First, you do not know what is occurring in every place in the universe. No number of experiments will ever prove a theory to be true because you cannot perform the test at every conceivable place in the universe. This is why Francis Bacon stated that the proper scientific method should be falsification. You only have to find one place where a theory comes up short to prove it wrong, but time constraints say that you can never prove that it is right. This is what modern science is based upon.
More importantly to his post, however, is the fact that we have no deductive reason to assume that the future will replicate the past. The GP says
Pointing out that it's worked before is just begging the question
He is referring to the problem of induction http://en.wikipedia.org/wiki/Problem_of_induction
This is not "fancy footwork," it is a many centuries old philosophical problem brought up by David Hume. You cannot state "X happened in the past, therefor it will happen in the future" without using "X happened in the past" as your reason for believing "X will continue to happen."
Essentially, you cannot prove induction correct without being inductive. "The ice I've touched has been cold, therefor all ice is cold" is not deductive reasoning.

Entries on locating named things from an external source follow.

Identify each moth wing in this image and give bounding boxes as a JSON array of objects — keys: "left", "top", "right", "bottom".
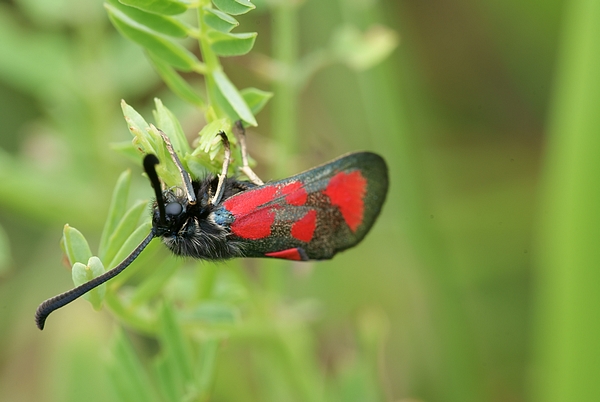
[{"left": 223, "top": 152, "right": 388, "bottom": 260}]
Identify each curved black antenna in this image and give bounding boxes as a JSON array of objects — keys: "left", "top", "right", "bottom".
[
  {"left": 35, "top": 154, "right": 166, "bottom": 330},
  {"left": 210, "top": 131, "right": 231, "bottom": 205},
  {"left": 35, "top": 230, "right": 155, "bottom": 330},
  {"left": 144, "top": 154, "right": 167, "bottom": 226},
  {"left": 157, "top": 128, "right": 196, "bottom": 205}
]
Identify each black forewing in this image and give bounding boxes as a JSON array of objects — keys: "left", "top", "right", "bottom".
[{"left": 224, "top": 152, "right": 388, "bottom": 260}]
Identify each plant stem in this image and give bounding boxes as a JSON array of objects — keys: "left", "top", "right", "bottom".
[{"left": 271, "top": 2, "right": 299, "bottom": 177}]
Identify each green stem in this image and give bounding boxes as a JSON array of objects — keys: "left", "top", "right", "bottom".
[
  {"left": 198, "top": 0, "right": 224, "bottom": 117},
  {"left": 271, "top": 2, "right": 299, "bottom": 177}
]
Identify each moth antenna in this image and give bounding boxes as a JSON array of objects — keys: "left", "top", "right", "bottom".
[
  {"left": 211, "top": 131, "right": 231, "bottom": 205},
  {"left": 144, "top": 154, "right": 167, "bottom": 226},
  {"left": 234, "top": 120, "right": 265, "bottom": 186},
  {"left": 35, "top": 230, "right": 155, "bottom": 330},
  {"left": 157, "top": 128, "right": 196, "bottom": 205}
]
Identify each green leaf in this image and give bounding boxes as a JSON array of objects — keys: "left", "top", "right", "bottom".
[
  {"left": 62, "top": 225, "right": 92, "bottom": 265},
  {"left": 98, "top": 170, "right": 131, "bottom": 259},
  {"left": 148, "top": 53, "right": 206, "bottom": 109},
  {"left": 110, "top": 141, "right": 142, "bottom": 164},
  {"left": 154, "top": 98, "right": 192, "bottom": 155},
  {"left": 213, "top": 0, "right": 256, "bottom": 15},
  {"left": 108, "top": 222, "right": 152, "bottom": 272},
  {"left": 106, "top": 0, "right": 188, "bottom": 38},
  {"left": 204, "top": 7, "right": 240, "bottom": 32},
  {"left": 240, "top": 88, "right": 273, "bottom": 116},
  {"left": 101, "top": 201, "right": 148, "bottom": 261},
  {"left": 213, "top": 70, "right": 257, "bottom": 126},
  {"left": 208, "top": 31, "right": 257, "bottom": 56},
  {"left": 0, "top": 226, "right": 11, "bottom": 276},
  {"left": 104, "top": 3, "right": 199, "bottom": 71},
  {"left": 119, "top": 0, "right": 187, "bottom": 15},
  {"left": 121, "top": 100, "right": 159, "bottom": 154},
  {"left": 192, "top": 119, "right": 231, "bottom": 156},
  {"left": 71, "top": 257, "right": 106, "bottom": 310},
  {"left": 196, "top": 337, "right": 220, "bottom": 400}
]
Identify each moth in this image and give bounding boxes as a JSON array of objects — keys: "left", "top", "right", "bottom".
[{"left": 35, "top": 122, "right": 388, "bottom": 329}]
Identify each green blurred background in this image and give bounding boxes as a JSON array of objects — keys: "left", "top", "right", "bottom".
[{"left": 0, "top": 0, "right": 600, "bottom": 401}]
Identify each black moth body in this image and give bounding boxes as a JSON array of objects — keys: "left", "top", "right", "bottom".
[
  {"left": 152, "top": 152, "right": 388, "bottom": 260},
  {"left": 35, "top": 137, "right": 388, "bottom": 329}
]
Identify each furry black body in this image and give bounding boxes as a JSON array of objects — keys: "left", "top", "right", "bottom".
[{"left": 152, "top": 175, "right": 256, "bottom": 260}]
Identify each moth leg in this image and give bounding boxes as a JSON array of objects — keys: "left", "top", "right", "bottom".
[
  {"left": 234, "top": 120, "right": 265, "bottom": 186},
  {"left": 157, "top": 128, "right": 196, "bottom": 205},
  {"left": 211, "top": 131, "right": 231, "bottom": 205}
]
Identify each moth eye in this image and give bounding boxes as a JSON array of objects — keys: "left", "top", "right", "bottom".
[{"left": 165, "top": 202, "right": 183, "bottom": 215}]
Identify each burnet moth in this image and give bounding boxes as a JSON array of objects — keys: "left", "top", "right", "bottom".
[{"left": 35, "top": 122, "right": 388, "bottom": 329}]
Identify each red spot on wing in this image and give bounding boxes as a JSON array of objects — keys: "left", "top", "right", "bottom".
[
  {"left": 280, "top": 181, "right": 307, "bottom": 206},
  {"left": 291, "top": 209, "right": 317, "bottom": 243},
  {"left": 323, "top": 170, "right": 367, "bottom": 232},
  {"left": 223, "top": 186, "right": 277, "bottom": 217},
  {"left": 265, "top": 248, "right": 302, "bottom": 261},
  {"left": 231, "top": 208, "right": 275, "bottom": 240}
]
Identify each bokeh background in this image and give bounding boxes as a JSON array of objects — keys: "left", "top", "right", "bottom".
[{"left": 0, "top": 0, "right": 600, "bottom": 402}]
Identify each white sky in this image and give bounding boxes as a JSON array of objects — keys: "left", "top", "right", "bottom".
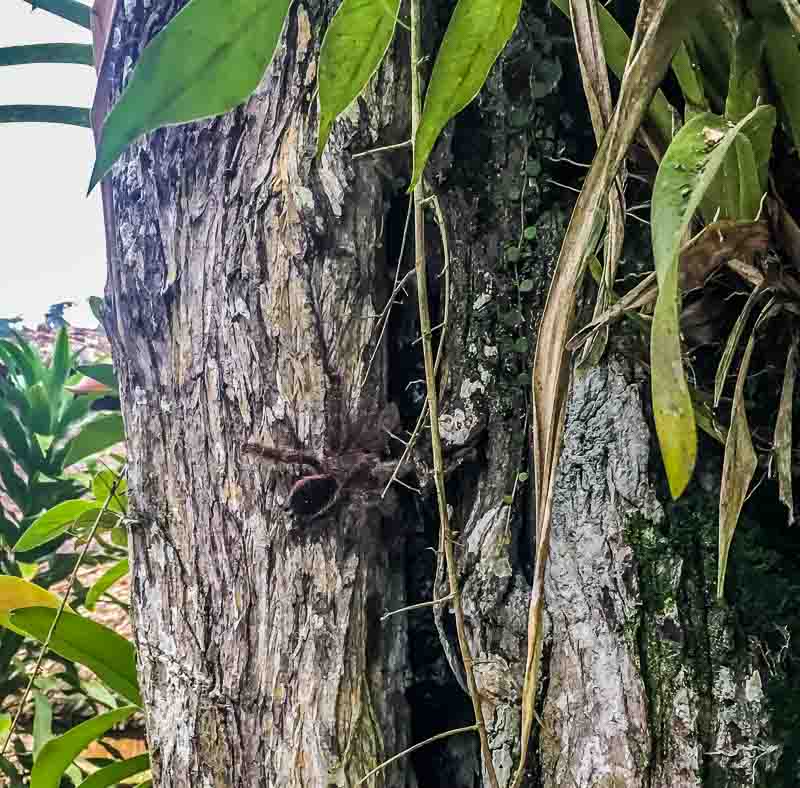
[{"left": 0, "top": 0, "right": 106, "bottom": 325}]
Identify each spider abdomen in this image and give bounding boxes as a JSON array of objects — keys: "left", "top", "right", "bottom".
[{"left": 288, "top": 474, "right": 339, "bottom": 517}]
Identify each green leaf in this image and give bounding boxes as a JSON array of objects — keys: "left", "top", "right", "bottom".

This is, for all intents and purposes, a genuine criticism of the scientific method. "All ice I've ever touched is cold" may be true, but "All ice is cold" is completely false. http://arstechnica.com/science/news/2007/03/turing-water-into-very-hot-ice-very-very-quickly.ars http://uk.reuters.com/article/idUKN1621607620070516
This is the sort of thinking that science employs, however. Now, his point is not that science is not useful, nor is it that science is wrong. He is simply stating that inductive thinking is programmed into us, and that there is no good deductive logic which led us to it. You see neither causality nor time, these concepts exist inside of you -- i.e. Science is a byproduct of being an ape, not a byproduct of logic itself.